Il nostro Sole è a meno di metà della sua vita. Si è formato 4,5 miliardi di anni fa, ma ne ha altri sei miliardi prima che il carburante si esaurisca. Quindi divampa, vaporizzando tutta la vita che potrebbe ancora rimanere sulla Terra. Qualsiasi creatura che assisterà alla scomparsa del Sole tra sei miliardi di anni non sarà umana: sarà diversa da noi come lo siamo noi da un insetto.

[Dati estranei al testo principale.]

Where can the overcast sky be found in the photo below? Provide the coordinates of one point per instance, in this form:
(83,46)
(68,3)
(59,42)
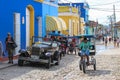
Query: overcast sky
(100,9)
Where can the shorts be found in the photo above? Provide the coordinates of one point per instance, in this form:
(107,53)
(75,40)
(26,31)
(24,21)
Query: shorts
(85,52)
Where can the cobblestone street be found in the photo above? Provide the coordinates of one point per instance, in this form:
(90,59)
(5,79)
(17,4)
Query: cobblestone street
(108,68)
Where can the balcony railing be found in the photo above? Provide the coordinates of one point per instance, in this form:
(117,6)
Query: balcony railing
(67,9)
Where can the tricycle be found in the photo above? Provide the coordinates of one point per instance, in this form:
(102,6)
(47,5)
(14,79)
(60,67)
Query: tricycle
(92,51)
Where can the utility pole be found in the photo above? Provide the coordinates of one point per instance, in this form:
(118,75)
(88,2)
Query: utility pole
(79,12)
(115,27)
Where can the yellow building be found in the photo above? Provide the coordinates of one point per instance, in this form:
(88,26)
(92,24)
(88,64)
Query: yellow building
(71,17)
(82,25)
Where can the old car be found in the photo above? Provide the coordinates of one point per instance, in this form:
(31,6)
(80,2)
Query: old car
(42,52)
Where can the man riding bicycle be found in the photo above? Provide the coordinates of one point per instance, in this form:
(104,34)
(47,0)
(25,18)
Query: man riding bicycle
(84,47)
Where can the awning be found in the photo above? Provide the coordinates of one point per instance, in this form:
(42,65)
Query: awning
(55,24)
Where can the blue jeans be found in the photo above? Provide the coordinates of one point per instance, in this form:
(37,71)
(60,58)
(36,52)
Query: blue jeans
(85,52)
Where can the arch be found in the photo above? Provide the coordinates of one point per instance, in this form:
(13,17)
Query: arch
(29,24)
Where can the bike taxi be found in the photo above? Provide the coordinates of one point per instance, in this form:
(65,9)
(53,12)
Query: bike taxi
(87,57)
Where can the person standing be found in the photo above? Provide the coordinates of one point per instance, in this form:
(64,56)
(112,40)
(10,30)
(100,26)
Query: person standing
(115,40)
(118,41)
(9,41)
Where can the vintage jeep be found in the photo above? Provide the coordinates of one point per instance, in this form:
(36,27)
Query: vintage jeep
(41,52)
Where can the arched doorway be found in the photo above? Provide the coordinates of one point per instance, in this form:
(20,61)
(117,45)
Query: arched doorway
(29,25)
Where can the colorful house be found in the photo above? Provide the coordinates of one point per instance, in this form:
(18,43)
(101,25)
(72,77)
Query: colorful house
(83,12)
(24,19)
(71,17)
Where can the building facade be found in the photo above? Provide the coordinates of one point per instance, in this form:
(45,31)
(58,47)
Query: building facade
(83,9)
(71,17)
(24,19)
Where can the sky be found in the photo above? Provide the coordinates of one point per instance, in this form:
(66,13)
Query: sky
(100,10)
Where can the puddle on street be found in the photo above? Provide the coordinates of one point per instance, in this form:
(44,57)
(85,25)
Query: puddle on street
(101,48)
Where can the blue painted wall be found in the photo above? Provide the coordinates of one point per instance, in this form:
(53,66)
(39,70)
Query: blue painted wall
(9,7)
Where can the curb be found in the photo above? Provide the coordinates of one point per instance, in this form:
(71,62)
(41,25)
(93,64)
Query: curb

L'evoluzione post-umana potrebbe essere prolungata quanto l'evoluzione darwiniana che ci ha condotto, ma alla velocità molto accelerata consentita dalla modificazione genetica e dal progresso dell'intelligenza artificiale. Tuttavia questo secolo può essere un momento decisivo. Noi umani abbiamo il diritto di sentirci straordinariamente significativi, come la prima specie conosciuta con il potere e la responsabilità di plasmare il proprio futuro e forse il futuro dell'intelligenza nel cosmo. Tre nuove tecnologie saranno cruciali nel resto di questo secolo: biotecnologie avanzate, intelligenza artificiale e capacità di esplorare lo spazio.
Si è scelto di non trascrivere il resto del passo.